Ao BN, Monica Magalhães reafirma, que apesar de ir contra o conceito de punitivismo no judiciário, alguns padrões devem ser revistos no que tange a aplicação dos acordos.
“No contexto do punitivismo, a gente tem uma ideia muito equivocada de que só aquilo que é punido resolve; de que o Direito Penal, só ele vai resolver os problemas. Isso é uma falácia. Quem estuda sabe que o sistema punitivo não vai resolver os problemas da sociedade, isso é óbvio”, elucida.
Na visão da defensora pública, este tipo de técnica utilizada nos processos de crimes raciais acabam reforçando a seletividade do sistema penal. Ela reitera que, usado indiscriminadamente, os acordos esquivam o caminho para um debate mais completo sobre as práticas raciais e incita a reflexão:
“Mas aí a gente tem uma questão: se existe a punição para os negros, justamente a clientela do sistema punitivo, e os crimes que essas pessoas negras são acusadas e condenadas – muitas vezes por conta dessa injustiça epistêmica -, porque se quer dar uma resposta estatal para coibir as práticas de delitos, então, porque quando o crime é praticado contra as pessoas negras a gente tem um caminho alternativo, mais viável? Então, é algo que a gente precisa parar para analisar”, destaca.
“Será que aquela vítima do crime racial está satisfeita com a resposta que o Estado está dando naquele processo? Será que esse acordo de não-persecução penal, além da qualidade utilitarista que tem para desafogar o número de ações penais, será que vai trazer a eficácia que a gente quer? Que é justamente trazer a tona a discussão a criminalidade, os crimes praticados contra as pessoas negras, as religiões de matriz africana. Será que aquele que paga uma prestação naquele momento ele vai ser reeducado, restaurado?

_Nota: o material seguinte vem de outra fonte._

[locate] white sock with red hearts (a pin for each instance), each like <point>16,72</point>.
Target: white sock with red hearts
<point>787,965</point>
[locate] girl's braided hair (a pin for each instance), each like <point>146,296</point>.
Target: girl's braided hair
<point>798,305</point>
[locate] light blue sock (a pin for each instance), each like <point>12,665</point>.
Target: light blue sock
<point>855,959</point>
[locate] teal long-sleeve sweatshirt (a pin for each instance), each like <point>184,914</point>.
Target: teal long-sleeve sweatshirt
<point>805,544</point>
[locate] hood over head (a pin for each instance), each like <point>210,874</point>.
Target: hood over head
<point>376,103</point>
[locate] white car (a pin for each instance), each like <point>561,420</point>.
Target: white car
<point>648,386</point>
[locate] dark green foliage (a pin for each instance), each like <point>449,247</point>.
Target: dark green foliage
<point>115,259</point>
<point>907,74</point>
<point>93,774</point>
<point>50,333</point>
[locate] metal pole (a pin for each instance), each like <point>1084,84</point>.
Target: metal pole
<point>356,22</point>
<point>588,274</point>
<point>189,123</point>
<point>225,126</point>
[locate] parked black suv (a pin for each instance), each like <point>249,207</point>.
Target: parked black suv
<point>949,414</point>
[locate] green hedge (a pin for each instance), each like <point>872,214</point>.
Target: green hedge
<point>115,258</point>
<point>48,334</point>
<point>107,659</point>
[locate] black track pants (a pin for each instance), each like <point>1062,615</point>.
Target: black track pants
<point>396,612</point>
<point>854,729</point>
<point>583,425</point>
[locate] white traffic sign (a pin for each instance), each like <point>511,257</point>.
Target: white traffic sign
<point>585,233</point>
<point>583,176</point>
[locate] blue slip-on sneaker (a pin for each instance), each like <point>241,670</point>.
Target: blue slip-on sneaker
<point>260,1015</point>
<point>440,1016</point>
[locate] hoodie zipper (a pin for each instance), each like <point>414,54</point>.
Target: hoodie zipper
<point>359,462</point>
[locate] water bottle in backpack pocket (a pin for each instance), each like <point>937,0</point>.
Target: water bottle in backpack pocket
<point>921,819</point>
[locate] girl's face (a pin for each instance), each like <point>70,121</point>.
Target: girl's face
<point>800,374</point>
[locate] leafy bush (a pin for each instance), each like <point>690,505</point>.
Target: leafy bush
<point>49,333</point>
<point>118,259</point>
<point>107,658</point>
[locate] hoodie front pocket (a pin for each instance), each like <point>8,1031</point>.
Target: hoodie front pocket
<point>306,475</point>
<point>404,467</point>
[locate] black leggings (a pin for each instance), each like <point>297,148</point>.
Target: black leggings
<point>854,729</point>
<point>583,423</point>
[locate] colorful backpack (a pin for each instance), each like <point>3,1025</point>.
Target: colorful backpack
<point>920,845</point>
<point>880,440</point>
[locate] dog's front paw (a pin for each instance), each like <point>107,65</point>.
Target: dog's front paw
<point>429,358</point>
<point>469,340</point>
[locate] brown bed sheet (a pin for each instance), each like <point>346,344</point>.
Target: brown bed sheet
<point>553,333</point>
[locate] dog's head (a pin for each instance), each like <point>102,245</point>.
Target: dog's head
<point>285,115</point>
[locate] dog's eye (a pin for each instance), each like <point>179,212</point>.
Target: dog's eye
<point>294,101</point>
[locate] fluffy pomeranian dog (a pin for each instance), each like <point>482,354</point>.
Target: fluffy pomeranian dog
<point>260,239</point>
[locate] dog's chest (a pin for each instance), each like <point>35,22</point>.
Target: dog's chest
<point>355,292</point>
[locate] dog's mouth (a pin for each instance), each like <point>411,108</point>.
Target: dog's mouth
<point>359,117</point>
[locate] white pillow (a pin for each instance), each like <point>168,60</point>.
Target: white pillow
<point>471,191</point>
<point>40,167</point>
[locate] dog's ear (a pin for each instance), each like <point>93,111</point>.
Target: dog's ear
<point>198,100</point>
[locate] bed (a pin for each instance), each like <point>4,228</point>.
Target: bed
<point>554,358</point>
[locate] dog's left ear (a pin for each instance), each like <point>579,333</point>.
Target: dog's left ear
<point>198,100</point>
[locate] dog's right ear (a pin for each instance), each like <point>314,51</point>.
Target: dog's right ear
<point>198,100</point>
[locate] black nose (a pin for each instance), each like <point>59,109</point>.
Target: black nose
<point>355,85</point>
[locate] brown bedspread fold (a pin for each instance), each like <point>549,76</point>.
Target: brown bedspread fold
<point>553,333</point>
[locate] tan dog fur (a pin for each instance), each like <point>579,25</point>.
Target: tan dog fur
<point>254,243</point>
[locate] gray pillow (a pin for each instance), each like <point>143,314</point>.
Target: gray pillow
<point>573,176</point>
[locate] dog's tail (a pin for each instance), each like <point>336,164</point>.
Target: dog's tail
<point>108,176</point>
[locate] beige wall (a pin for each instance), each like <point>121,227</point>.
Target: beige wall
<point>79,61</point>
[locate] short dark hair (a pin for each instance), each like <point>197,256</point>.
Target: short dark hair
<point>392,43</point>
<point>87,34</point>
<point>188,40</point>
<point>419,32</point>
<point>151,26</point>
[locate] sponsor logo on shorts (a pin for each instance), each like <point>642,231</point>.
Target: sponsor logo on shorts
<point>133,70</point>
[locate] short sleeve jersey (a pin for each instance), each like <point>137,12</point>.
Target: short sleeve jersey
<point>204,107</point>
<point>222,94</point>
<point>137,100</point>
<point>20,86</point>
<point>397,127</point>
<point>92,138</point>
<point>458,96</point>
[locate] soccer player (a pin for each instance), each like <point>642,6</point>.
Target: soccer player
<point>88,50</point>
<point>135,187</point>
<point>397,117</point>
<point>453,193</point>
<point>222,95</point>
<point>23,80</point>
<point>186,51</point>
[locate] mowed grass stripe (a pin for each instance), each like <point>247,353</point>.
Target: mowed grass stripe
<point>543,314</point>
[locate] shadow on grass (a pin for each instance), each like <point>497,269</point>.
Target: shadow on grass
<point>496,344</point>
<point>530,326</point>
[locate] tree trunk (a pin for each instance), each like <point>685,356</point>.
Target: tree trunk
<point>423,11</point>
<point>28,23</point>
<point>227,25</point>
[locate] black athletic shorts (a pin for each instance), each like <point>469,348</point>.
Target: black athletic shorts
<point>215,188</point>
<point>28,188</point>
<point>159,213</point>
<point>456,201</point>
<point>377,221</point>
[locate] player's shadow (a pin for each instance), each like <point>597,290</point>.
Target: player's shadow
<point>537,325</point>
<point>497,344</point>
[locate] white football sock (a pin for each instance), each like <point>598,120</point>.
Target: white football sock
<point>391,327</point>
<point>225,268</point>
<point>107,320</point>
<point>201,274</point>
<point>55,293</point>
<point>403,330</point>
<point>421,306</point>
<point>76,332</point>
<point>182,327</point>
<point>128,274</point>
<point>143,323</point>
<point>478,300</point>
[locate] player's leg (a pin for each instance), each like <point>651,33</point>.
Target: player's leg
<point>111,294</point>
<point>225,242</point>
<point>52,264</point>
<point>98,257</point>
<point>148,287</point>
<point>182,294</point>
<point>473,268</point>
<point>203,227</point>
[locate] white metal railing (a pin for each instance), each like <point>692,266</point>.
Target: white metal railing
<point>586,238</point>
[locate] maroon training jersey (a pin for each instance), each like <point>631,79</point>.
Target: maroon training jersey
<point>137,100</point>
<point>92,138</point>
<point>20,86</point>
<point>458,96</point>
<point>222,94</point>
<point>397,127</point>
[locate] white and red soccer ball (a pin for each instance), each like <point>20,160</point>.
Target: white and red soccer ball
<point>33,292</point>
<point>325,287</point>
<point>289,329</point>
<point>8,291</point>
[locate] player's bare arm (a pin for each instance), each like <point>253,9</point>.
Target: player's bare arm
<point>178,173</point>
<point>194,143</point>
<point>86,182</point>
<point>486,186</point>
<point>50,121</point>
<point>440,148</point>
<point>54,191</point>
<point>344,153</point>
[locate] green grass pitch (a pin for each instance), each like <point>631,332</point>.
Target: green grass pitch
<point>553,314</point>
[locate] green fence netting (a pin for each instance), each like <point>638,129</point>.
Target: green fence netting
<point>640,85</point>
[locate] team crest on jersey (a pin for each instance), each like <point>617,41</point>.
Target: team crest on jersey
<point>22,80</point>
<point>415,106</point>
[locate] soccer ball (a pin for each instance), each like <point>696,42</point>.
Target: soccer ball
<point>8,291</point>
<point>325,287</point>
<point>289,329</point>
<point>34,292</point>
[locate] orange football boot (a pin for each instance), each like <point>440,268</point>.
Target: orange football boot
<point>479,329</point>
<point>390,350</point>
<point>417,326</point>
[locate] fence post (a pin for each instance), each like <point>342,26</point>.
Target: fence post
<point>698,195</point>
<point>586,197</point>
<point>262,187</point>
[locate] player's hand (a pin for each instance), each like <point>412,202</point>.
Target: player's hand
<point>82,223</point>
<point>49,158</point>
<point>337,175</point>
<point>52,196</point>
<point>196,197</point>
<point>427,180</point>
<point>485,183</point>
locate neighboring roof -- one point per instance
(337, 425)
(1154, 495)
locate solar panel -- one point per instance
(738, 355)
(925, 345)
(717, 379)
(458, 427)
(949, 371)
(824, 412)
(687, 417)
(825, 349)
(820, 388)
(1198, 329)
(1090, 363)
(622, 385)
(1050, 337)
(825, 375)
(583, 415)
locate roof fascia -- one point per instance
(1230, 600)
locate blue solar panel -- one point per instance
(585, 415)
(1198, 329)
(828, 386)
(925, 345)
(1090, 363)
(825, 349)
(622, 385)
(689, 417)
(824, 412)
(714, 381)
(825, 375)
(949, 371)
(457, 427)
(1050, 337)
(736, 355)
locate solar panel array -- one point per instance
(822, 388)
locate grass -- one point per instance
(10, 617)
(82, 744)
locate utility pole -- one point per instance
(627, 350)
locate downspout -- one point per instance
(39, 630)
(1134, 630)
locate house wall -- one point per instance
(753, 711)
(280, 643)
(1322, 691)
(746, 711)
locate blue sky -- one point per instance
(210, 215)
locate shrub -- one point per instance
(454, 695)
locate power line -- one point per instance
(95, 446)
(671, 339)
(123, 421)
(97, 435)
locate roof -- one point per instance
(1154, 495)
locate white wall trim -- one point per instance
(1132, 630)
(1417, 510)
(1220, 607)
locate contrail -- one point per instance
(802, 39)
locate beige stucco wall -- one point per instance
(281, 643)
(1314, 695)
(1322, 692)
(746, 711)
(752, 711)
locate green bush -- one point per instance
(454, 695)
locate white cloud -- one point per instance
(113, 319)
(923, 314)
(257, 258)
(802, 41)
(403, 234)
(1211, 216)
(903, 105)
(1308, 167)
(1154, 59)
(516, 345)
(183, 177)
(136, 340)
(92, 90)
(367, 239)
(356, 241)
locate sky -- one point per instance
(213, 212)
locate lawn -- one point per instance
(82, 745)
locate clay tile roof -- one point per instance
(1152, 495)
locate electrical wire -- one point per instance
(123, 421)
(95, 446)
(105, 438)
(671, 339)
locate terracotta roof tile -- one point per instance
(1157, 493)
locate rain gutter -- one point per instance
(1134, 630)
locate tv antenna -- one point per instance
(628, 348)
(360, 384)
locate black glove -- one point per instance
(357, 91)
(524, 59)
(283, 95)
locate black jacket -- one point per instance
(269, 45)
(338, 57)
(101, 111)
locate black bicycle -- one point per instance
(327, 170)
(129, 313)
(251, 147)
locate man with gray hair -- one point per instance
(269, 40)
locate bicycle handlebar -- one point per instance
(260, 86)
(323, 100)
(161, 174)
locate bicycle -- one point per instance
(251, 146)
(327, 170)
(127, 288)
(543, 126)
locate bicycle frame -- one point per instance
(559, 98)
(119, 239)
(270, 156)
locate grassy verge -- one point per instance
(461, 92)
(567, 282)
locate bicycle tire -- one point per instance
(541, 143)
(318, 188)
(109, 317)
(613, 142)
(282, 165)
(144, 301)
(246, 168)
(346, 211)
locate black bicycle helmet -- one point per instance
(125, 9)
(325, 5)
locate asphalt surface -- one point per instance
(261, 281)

Então, o acordo de não persecução penal sem outras técnicas não vai trazer o que a gente busca, que é a possibilidade de inibir a prática reiterada de condutas racistas”, ressalta.
CAMINHO PARA O FUTURO
É partindo deste pressuposto que, para Marinho, o caminho para uma justiça mais preparada para lidar com casos de racismo está na representatividade, seja nos Tribunais, Defensorias, Ministérios Públicos ou na advocacia.
Sobre o tema, o advogado cita que em outro caso emblemático, em que o gerente de banco teria solicitado que os seguranças expulsassem um homem do estabelecimento, já algemado, com a seguinte ordem: “Tire esse homem daqui, pois eu não faço acordo com esse tipo de gente”.
Para ele, o caso poderia ter sido facilmente resolvido com uma leitura racial mais afiada. “Aí recorre ao Tribunal, o Tribunal todo entende que o juiz está certo, que foi uma fala ríspida. A você vai ver o Tribunal, nenhuma das pessoas que julgaram no recurso era negra. Então o que falo é que a principal solução que nós temos é uma representatividade nos tribunais”, afirma.
E completa: “A representatividade é mais nesse sentido, porque são pessoas que, em tese, já sofreram racismo e sabem como o racismo corrói, como o racismo destrói. Eu não tenho dúvidas que uma das soluções para a gente conseguir aumentar os processos e que as pessoas que praticam racismo sejam julgadas e condenadas, é a representatividade dos tribunais.”